Die Antwort sofort: Wenn eine SSD aus dem System verschwunden ist oder Sie versehentlich wichtige Daten gelöscht haben, schalten Sie den Computer aus — bei einer SSD läuft die Speicherbereinigung auch ohne Ihr Zutun, und der Befehl TRIM markiert gelöschte Blöcke als ungültig, sodass die interne Bereinigung sie physisch löschen kann, bevor Sie reagieren können; das Timing bestimmt der Controller und lässt sich nicht vorhersagen. Formatieren Sie nicht, initialisieren Sie nicht, führen Sie kein CHKDSK aus und aktualisieren Sie die Firmware nicht; jeder Schreibvorgang und jeder weitere Start senkt die Chance auf eine Wiederherstellung. Daten von einer SSD werden nicht direkt aus den Speicherchips gelesen — ohne die Übersetzungstabellen des Controllers sind die rohen NAND-Seiten ein unzusammensetzbares Mosaik, und deshalb gehört ein instabiler oder nicht erkannter Datenträger in die Diagnose und nicht unter ein Wiederherstellungsprogramm.

Bei einer Festplatte galt eine einfache Regel: Eine gelöschte Datei ist dort meist noch vorhanden, solange Sie sie nicht überschreiben. Bei einer SSD gilt diese Regel nicht. Der Datenträger hat eine eigene Steuerlogik, die Daten von selbst verschiebt, überschreibt und löscht — unabhängig davon, was das Betriebssystem darüber denkt. Dieser Text erklärt, warum die Wiederherstellung von einer SSD eine andere Disziplin ist, wann sie eine reale Chance hat und wann es wirklich zu spät ist.

Was sofort zu tun ist, wenn eine SSD ausfällt

Schalten Sie das Gerät aus. Nicht in den Ruhezustand versetzen, nicht den Deckel schließen — ausschalten.

Der Grund ist konkret: Ein laufendes System schreibt auf die SSD auch dann, wenn Sie nicht damit arbeiten. Das Journal des Dateisystems, Indizierung, Telemetrie, Updates, die Auslagerungsdatei. Hinzu kommt, dass der SSD-Controller im Hintergrund die Garbage Collection ausführt — das Aufräumen der als ungültig markierten Blöcke. Während bei einer HDD die Zeit für Sie arbeitet, läuft sie bei einer SSD auch bei ausgeschalteter Tastatur gegen Sie.

Woran Sie sich halten sollten:

  1. Schalten Sie den Computer aus — hart, falls das System beim ordnungsgemäßen Herunterfahren hängen bleibt.
  2. Initialisieren Sie den Datenträger nicht in der Datenträgerverwaltung und brechen Sie jede Aufforderung zum Formatieren ab.
  3. Führen Sie kein CHKDSK, kein fsck und auch nicht macOS First Aid aus — sie reparieren durch Schreiben.
  4. Installieren Sie das Wiederherstellungsprogramm nicht auf dieselbe SSD, von der Sie wiederherstellen möchten.
  5. Aktualisieren Sie die Firmware nicht — ein Firmware-Flash bei einem Datenträger mit beschädigten Tabellen kann den Rest der Daten endgültig zerstören.
  6. Setzen Sie Windows nicht auf die Werkseinstellungen zurück; bei einem Firmen-Notebook ist das oft der letzte Sargnagel.
  7. Versuchen Sie nicht, das Gerät wiederholt ein- und auszuschalten in der Hoffnung, dass es „beim x-ten Mal anspringt”.

Wenn die SSD noch lesbar ist und es sich nur um einen versehentlich gelöschten Ordner handelt, entscheidet die Zeit — aber auch dann gilt, dass Dateien nicht auf das ursprüngliche Medium wiederhergestellt werden. Zuerst ein Sektorabbild woandershin, dann die Arbeit an der Kopie.

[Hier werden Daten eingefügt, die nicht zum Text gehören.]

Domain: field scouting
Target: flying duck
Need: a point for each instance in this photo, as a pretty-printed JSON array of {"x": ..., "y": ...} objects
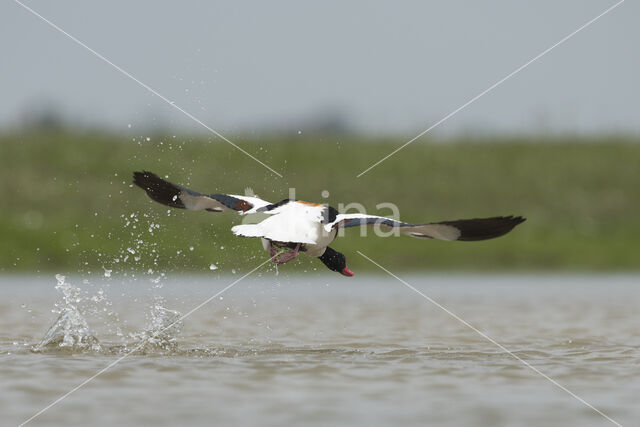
[{"x": 294, "y": 226}]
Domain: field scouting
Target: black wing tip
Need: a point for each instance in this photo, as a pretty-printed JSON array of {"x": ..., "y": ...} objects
[
  {"x": 486, "y": 228},
  {"x": 158, "y": 189}
]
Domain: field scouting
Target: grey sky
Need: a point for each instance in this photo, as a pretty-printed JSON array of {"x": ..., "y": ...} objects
[{"x": 389, "y": 67}]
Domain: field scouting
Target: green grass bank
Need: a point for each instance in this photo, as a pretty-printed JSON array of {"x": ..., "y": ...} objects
[{"x": 67, "y": 202}]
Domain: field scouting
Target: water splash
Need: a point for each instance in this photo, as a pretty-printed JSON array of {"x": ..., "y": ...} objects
[
  {"x": 71, "y": 330},
  {"x": 161, "y": 331}
]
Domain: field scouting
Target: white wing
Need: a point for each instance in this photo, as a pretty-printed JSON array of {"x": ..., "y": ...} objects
[
  {"x": 179, "y": 197},
  {"x": 290, "y": 221},
  {"x": 463, "y": 229}
]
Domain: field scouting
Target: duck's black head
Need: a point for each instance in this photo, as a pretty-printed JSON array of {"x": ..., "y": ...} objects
[{"x": 335, "y": 261}]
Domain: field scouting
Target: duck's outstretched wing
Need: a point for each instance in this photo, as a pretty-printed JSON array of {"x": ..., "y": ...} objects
[
  {"x": 462, "y": 229},
  {"x": 179, "y": 197}
]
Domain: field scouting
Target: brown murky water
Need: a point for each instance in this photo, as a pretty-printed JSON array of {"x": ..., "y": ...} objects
[{"x": 320, "y": 350}]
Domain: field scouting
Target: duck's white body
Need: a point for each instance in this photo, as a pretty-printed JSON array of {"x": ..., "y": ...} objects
[
  {"x": 295, "y": 225},
  {"x": 293, "y": 222}
]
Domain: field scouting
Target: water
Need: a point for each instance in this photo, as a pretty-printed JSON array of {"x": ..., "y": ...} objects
[{"x": 320, "y": 350}]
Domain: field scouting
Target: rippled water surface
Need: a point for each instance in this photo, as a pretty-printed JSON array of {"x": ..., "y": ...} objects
[{"x": 319, "y": 350}]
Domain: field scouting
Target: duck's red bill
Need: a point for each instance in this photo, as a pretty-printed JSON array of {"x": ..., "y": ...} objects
[{"x": 347, "y": 272}]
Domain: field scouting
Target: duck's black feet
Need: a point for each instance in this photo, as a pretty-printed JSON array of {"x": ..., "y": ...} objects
[{"x": 283, "y": 257}]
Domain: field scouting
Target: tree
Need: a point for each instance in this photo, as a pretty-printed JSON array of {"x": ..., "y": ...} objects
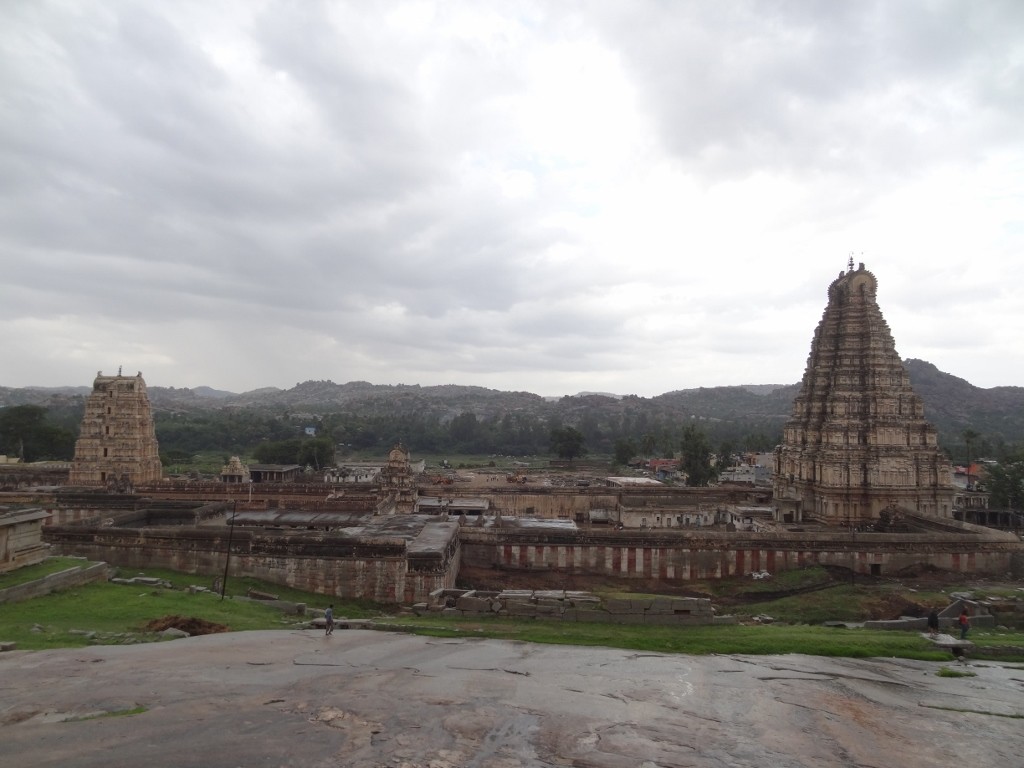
[
  {"x": 970, "y": 436},
  {"x": 567, "y": 442},
  {"x": 695, "y": 452},
  {"x": 1006, "y": 482},
  {"x": 625, "y": 451}
]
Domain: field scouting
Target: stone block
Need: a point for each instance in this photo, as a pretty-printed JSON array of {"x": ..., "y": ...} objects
[
  {"x": 619, "y": 605},
  {"x": 516, "y": 608},
  {"x": 472, "y": 604}
]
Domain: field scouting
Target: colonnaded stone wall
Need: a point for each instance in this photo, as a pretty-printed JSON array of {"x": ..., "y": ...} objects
[
  {"x": 385, "y": 570},
  {"x": 74, "y": 577},
  {"x": 558, "y": 503},
  {"x": 655, "y": 555}
]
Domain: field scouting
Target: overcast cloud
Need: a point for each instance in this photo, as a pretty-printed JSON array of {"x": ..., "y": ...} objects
[{"x": 554, "y": 197}]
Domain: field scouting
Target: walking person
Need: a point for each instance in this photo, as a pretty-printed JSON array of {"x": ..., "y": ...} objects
[{"x": 965, "y": 624}]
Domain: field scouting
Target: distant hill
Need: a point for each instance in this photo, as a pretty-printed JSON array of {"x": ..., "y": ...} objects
[{"x": 951, "y": 403}]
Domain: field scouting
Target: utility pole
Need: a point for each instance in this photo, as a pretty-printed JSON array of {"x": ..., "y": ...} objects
[{"x": 227, "y": 559}]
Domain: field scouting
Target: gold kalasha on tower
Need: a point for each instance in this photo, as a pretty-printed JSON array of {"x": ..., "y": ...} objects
[
  {"x": 117, "y": 446},
  {"x": 857, "y": 444}
]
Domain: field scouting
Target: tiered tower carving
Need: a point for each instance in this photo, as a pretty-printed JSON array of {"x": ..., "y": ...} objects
[
  {"x": 117, "y": 446},
  {"x": 396, "y": 482},
  {"x": 857, "y": 446}
]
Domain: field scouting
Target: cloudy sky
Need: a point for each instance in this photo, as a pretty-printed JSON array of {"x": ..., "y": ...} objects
[{"x": 554, "y": 197}]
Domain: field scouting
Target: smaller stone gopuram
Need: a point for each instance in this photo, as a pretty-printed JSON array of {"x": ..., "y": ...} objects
[
  {"x": 397, "y": 486},
  {"x": 857, "y": 443},
  {"x": 117, "y": 446}
]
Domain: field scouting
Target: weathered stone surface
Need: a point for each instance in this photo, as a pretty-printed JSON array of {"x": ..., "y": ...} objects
[{"x": 368, "y": 698}]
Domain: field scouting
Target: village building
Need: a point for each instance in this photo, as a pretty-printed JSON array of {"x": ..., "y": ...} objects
[{"x": 857, "y": 443}]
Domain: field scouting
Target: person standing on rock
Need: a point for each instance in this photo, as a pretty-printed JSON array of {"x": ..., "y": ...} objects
[{"x": 964, "y": 623}]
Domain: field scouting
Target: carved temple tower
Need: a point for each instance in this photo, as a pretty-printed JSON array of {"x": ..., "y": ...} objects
[
  {"x": 117, "y": 446},
  {"x": 397, "y": 485},
  {"x": 857, "y": 442}
]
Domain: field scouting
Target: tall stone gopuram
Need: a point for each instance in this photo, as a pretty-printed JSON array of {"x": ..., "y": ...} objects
[
  {"x": 117, "y": 445},
  {"x": 857, "y": 442}
]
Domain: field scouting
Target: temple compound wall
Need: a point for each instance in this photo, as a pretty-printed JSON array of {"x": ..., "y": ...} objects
[{"x": 385, "y": 569}]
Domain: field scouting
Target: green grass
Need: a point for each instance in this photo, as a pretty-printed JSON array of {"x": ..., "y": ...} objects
[
  {"x": 117, "y": 613},
  {"x": 44, "y": 568}
]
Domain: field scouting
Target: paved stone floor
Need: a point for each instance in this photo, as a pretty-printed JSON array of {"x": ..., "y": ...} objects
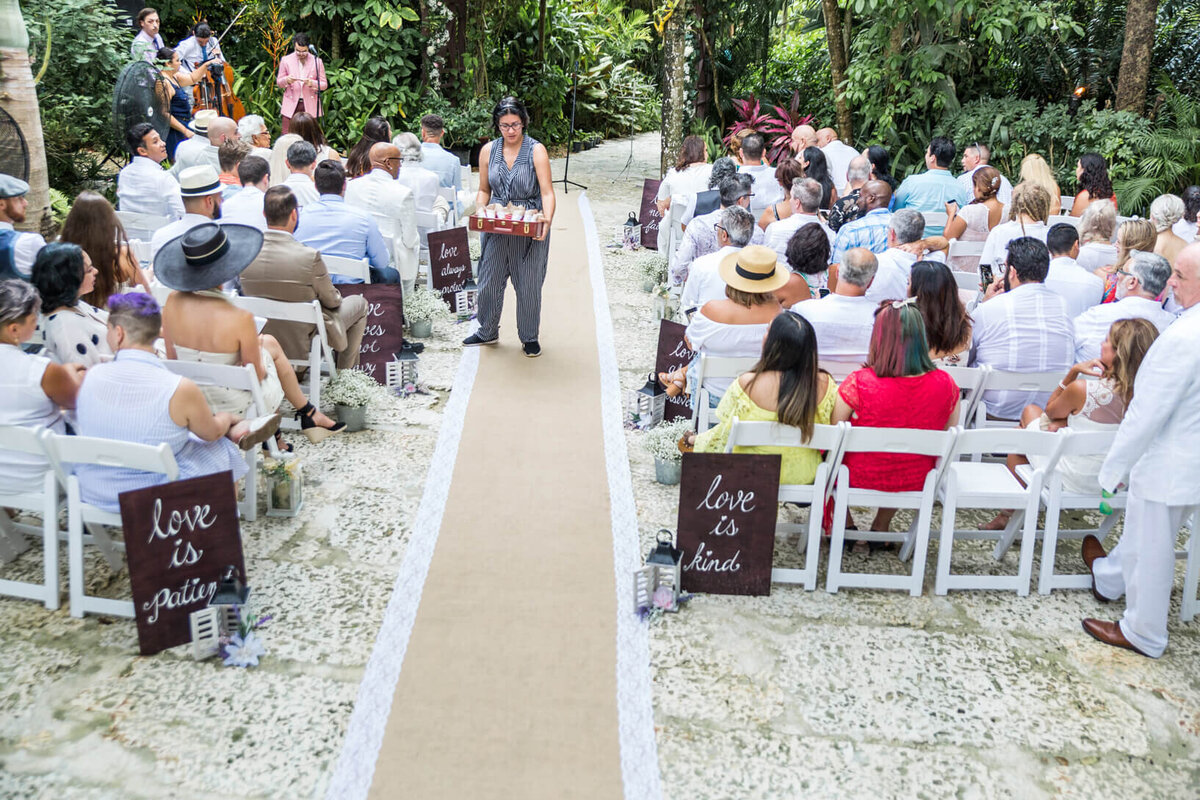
[{"x": 798, "y": 695}]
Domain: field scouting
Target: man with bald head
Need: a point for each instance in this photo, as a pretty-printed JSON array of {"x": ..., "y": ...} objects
[
  {"x": 391, "y": 205},
  {"x": 1157, "y": 455},
  {"x": 871, "y": 229}
]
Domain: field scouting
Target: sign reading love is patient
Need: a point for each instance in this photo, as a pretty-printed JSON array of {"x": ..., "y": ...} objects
[
  {"x": 726, "y": 527},
  {"x": 179, "y": 540},
  {"x": 648, "y": 214},
  {"x": 671, "y": 355},
  {"x": 385, "y": 322},
  {"x": 449, "y": 262}
]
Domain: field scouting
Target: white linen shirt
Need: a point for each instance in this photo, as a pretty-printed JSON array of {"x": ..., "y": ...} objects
[
  {"x": 1092, "y": 326},
  {"x": 145, "y": 187},
  {"x": 1024, "y": 330}
]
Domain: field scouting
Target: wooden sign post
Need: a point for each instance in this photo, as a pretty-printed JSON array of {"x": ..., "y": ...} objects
[
  {"x": 385, "y": 322},
  {"x": 726, "y": 528},
  {"x": 179, "y": 539},
  {"x": 449, "y": 263},
  {"x": 671, "y": 355},
  {"x": 648, "y": 215}
]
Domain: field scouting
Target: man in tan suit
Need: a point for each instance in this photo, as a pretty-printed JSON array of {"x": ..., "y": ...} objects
[{"x": 289, "y": 271}]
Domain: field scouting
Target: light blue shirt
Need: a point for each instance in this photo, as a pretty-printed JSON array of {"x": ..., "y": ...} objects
[
  {"x": 337, "y": 229},
  {"x": 930, "y": 191}
]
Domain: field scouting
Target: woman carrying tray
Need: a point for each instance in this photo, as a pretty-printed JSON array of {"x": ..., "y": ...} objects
[{"x": 517, "y": 173}]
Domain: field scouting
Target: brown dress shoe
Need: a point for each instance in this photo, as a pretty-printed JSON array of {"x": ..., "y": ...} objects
[{"x": 1109, "y": 633}]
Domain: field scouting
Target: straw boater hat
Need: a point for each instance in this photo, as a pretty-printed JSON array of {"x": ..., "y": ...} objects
[
  {"x": 207, "y": 256},
  {"x": 754, "y": 269}
]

Warum eine SSD eine andere Disziplin ist als eine HDD

Geöffnete SSD mit sichtbarem Controller-Chip und NAND-Speicherchips, daneben eine zerlegte Festplatte mit Magnetscheiben und Schreib-/Lesekopf

Eine HDD speichert Daten magnetisch auf rotierenden Magnetscheiben, und die logische Adresse eines Sektors entspricht seinem physischen Ort auf der Scheibe. Wenn die Elektronik ausfällt oder die Schreib-/Leseköpfe beschädigt werden, bleiben die Sektoren auf den Scheiben erhalten — deshalb arbeitet man bei mechanischen Defekten mit dem Austausch der Elektronik oder der Köpfe, und die Daten lassen sich auslesen. Ausführlicher behandelt das der Text über die Datenrettung von einer beschädigten HDD.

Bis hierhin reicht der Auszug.